I grabbed his wrist before he touched me.

“Lucía needs peace.

You can’t take my daughter away.

I’m not taking anything from you. You’re getting out alone.

My mom stood by me.

Mariana too.

Then my Aunt Lulu.

Then Doña Teresa.

One by one, the women in the room stopped being invited and turned wall.

Adrian looked around looking for a man to rescue him, but even his comrade Fabian was looking at the floor. Nobody wanted to carry him.

“I’m going,” he said.

“It’s good,” I replied. But from the house too. Your things will be with the goalkeeper tomorrow.

That house is mine too.

Mariana smiled.

Adrian looked at her with hate.

“You’re crazy.

“I’m a lawyer,” said Mariana. It’s worse.

He came out pushing a chair.

No one followed him.

Renata left five minutes later. Before he came through the door, he turned to me.

I’m not going to ask you to forgive me.

“How good. Because I wasn’t going to.

He lowered his head and came out.

The living room was weird.

Like after a tremor, when everyone looks at the lamps although they have already stopped moving.

My mom was the first one to act.

“Well,” he said, wiping his tears with a napkin. The cake was not to blame.

And that, I don’t know why, saved us.

Someone laughed.

Then another person.

My Aunt Lulu cut the three-milk cake harder than necessary.
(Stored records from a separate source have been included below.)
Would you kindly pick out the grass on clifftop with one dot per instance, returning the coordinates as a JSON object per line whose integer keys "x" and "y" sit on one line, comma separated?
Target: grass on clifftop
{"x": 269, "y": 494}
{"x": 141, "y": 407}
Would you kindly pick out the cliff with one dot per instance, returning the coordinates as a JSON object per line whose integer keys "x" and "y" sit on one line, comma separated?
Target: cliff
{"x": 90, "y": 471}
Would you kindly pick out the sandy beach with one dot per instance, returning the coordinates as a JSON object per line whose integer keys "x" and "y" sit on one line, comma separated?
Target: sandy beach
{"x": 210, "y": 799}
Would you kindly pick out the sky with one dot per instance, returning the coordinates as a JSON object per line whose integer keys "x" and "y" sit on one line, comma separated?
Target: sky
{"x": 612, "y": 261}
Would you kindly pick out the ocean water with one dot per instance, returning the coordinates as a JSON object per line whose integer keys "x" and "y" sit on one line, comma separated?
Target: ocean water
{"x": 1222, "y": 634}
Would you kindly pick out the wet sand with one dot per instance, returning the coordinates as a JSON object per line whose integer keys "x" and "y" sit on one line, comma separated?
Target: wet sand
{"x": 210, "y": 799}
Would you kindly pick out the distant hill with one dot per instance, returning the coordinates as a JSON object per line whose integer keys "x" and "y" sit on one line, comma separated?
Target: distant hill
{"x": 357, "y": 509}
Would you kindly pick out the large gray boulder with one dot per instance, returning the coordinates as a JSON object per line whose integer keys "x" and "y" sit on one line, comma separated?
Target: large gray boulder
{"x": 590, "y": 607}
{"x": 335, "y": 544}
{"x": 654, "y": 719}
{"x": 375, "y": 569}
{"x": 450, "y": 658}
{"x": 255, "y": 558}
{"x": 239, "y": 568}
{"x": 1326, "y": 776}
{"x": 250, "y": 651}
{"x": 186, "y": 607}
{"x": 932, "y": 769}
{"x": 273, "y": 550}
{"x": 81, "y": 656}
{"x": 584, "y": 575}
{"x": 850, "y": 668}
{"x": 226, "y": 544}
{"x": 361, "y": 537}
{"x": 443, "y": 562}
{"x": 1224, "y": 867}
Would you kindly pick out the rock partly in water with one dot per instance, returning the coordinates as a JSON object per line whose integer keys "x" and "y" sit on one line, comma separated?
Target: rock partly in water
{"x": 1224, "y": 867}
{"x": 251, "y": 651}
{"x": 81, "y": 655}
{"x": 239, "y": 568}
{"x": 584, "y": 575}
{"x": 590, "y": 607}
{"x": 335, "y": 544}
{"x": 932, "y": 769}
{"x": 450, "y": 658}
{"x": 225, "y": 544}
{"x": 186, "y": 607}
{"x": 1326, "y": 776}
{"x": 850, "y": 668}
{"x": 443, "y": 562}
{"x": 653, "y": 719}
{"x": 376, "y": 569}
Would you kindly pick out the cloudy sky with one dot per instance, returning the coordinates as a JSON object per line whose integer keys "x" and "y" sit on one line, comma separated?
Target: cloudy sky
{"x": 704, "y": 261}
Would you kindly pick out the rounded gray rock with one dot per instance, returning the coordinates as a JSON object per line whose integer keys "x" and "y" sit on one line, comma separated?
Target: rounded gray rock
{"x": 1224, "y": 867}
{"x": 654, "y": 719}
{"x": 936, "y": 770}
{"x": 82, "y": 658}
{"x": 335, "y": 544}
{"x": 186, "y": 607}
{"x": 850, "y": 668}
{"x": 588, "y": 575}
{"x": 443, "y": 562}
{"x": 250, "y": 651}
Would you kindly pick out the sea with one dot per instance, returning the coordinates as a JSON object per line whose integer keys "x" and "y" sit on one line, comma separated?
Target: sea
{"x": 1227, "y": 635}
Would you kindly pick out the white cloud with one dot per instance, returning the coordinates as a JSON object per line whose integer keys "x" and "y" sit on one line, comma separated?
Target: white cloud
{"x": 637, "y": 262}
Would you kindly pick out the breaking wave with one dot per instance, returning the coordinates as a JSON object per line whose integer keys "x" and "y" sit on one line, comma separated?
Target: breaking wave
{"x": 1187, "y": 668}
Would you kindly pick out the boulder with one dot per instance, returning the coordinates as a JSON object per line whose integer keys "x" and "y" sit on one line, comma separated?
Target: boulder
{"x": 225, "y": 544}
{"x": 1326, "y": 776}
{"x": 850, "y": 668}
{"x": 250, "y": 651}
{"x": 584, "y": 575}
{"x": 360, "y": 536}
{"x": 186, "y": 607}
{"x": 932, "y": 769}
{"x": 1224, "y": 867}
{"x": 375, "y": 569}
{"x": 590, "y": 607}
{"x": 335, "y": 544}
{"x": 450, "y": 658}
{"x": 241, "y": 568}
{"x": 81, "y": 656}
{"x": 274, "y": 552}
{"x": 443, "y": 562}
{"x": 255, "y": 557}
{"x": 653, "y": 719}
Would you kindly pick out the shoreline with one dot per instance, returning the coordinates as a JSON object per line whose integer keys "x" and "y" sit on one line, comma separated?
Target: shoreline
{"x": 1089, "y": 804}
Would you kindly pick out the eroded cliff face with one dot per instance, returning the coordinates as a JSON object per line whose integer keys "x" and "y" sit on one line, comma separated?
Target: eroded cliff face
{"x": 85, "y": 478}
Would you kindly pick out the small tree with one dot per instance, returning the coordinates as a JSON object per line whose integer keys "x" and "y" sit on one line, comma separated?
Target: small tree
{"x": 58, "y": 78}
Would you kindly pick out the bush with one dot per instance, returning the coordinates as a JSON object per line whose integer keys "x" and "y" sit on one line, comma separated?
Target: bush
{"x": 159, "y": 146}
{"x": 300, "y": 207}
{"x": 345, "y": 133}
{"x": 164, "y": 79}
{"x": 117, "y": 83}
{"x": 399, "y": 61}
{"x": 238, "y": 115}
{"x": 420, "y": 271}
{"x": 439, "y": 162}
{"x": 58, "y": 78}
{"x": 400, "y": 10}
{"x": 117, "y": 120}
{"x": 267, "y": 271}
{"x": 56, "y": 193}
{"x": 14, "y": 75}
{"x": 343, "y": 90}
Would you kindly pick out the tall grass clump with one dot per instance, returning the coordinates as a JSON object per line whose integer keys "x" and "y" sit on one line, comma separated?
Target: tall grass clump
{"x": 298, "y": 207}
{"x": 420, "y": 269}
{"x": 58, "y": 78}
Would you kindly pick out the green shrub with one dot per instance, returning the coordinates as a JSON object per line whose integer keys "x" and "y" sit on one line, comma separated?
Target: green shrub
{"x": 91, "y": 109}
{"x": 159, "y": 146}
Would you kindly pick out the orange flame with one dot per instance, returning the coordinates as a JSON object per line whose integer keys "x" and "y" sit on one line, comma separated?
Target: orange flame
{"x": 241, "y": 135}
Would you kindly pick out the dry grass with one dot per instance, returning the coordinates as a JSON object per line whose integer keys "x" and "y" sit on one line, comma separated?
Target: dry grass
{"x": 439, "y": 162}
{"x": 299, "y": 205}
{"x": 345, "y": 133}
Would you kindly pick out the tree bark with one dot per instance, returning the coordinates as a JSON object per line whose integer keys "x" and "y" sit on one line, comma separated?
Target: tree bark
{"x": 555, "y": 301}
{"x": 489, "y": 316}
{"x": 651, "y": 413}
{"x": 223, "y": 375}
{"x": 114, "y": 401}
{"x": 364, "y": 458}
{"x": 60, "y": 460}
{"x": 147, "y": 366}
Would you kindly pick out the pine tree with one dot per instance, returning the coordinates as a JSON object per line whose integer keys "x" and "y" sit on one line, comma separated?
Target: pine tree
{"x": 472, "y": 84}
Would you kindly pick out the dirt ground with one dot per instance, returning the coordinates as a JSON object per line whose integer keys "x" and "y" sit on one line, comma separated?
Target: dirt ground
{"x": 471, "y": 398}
Doña Teresa sat in a corner, crying in silence. Lourdes accepted coffee and ate two cupcakes with an admirable serenity.

I stayed in my chair, exhausted.

Lucia moved inside me.

Not like a kick.

Like a slow turn.

I put my hands on my belly.

“Sorry, my love,” I whispered. Your party got intense.

My mom listened to me.

Your daughter just learned something important.

What?

“That her mother doesn’t swallow poison so that others have a quiet dinner.

After the baby shower, we walked a little around Coyoacán because I needed air. The night was cool. In the Centennial Garden there were couples taking pictures next to the Fountain of the Coyotes, children with balloons, gentlemen selling esquites and families leaving the portals with bags of churros.

I sat on a bench with a slice of cake inside a disposable plate.

Mariana sat next to me.

Do you regret it?

I looked at the lights, the people, the coyotes at the fountain throwing water like nothing in the world is serious.

“I regret loving him more than he loved me.

That’s not your fault.

“No. But it is my task to correct it.

That night I didn’t let Adrian into the apartment.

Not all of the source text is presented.